This isn’t the Big O you’re looking for.. Source: The Big O by H. Yamete and K. Katayama

When learning programming, I wouldn’t be surprised that many students have questioned how succinct or how meticulously detailed each line of code they should write. How many for and while loops and conditionals can — and should — they utilize to solve a problem or algorithm. What sort of instructions should I, as the developer, give to the computer and have it return to me something valuable in a reasonable amount of time?

One of my favorite terms for code not written, uh, particularly cleanly or modulated is spaghetti code. Just code that references each other or itself in various, fun ways that 1) makes it harder to read and understand and 2) possibly significantly increase its processing time. For new programmers, it’s easy to write code that solves a problem.

It’s much more difficult to write code that solves problems gracefully — something human readable and requires minimal processing power.

Let me just chain nest some for loops and…done? Photo by Christin Hume on Unsplash

In mathematics (please don’t groan yet), we learned about polynomials and how to graph them — refer to the graph below.

Big O notation refers to a classification of algorithms, dependent on their run time and their complexity. The more the resources required, the higher the complexity and computation required to run the algorithm.

In very simple terms, we can write two different algorithms that solve the exact problem could be acceptable. A computer can read a lines of code step by step.
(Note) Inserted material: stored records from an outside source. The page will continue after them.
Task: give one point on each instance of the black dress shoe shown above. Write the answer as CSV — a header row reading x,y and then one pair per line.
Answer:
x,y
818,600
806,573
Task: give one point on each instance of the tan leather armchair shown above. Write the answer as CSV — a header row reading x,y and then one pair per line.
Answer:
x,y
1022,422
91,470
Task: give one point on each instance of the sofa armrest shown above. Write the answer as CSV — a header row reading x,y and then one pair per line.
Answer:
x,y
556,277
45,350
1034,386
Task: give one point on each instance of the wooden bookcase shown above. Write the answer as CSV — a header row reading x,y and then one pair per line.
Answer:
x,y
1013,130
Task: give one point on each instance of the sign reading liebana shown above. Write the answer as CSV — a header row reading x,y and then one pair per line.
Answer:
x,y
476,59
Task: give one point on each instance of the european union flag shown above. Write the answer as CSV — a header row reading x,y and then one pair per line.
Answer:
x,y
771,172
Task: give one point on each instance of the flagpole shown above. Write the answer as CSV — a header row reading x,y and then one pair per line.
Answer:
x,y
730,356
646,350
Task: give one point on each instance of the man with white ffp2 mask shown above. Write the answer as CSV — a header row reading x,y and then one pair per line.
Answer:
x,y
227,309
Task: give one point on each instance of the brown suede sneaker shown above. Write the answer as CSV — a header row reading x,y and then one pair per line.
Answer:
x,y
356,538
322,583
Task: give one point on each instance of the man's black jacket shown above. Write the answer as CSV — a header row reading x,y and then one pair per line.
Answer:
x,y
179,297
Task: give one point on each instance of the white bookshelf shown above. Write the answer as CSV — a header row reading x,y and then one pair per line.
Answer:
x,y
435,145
But from an efficiency standpoint, if one algorithm takes 1000 steps to run, wouldn’t you choose the one that takes 200 steps? For programmers that make their first application, this might not be a big issue as the input and expected computation to produce an output is likely insignificant. However, when it comes to bigger applications requiring tens of thousands of lines of code, this can have a drastic effect overall.

A needle in a haystack…must be in a haystack right? Photo by Victor Serban on Unsplash

A popular algorithm that newer programmers find themselves solving are search algorithms. Given a array of names in alphabetical order, we could have a program search the array from the beginning to find a particular name. Given the best case scenario, maybe the very first element is satisfactory. Woohoo! Only took one step. In the worst case scenario, it might look through the entire array and find that the goal was the very last element. Yikes. Given a very long array (hundreds, thousands of elements long), isn’t there a better way to deal with this problem? By the way, the worst-case performance for this algorithm is O(n), or linear (see graph below).

Did we learn this in high school? Source: JavaScript Data Structures and Algorithms by S. Bae

But what if we could split the array in half and start from the middle? When we grab the middle element, the position of the element we’re looking for could 1) be ahead or 2) before the middle element, or 3) we got the correct element. Say the element is ahead, we know that the first half of the sorted array does not contain the target element, so lets ignore it and take the midpoint element of the second half of the array. Is it positioned ahead or before our target element? Or is it the target element? We keep repeating this, and eventually find our target element. This takes considerably less computing power, and the worst-case performance is O(log n), or logarithmic. Visually, it’s clear from the graph that this takes the cake.

When you replace that polynomial algorithm to a linear one. Ah.. Photo by Haley Phelps on Unsplash

Writing any code that can solve a problem, in my opinion, is easy. Writing code with computer science fundamentals is much more sought after. All it takes is practice and knowledge, and the desire to think outside the box every now and then.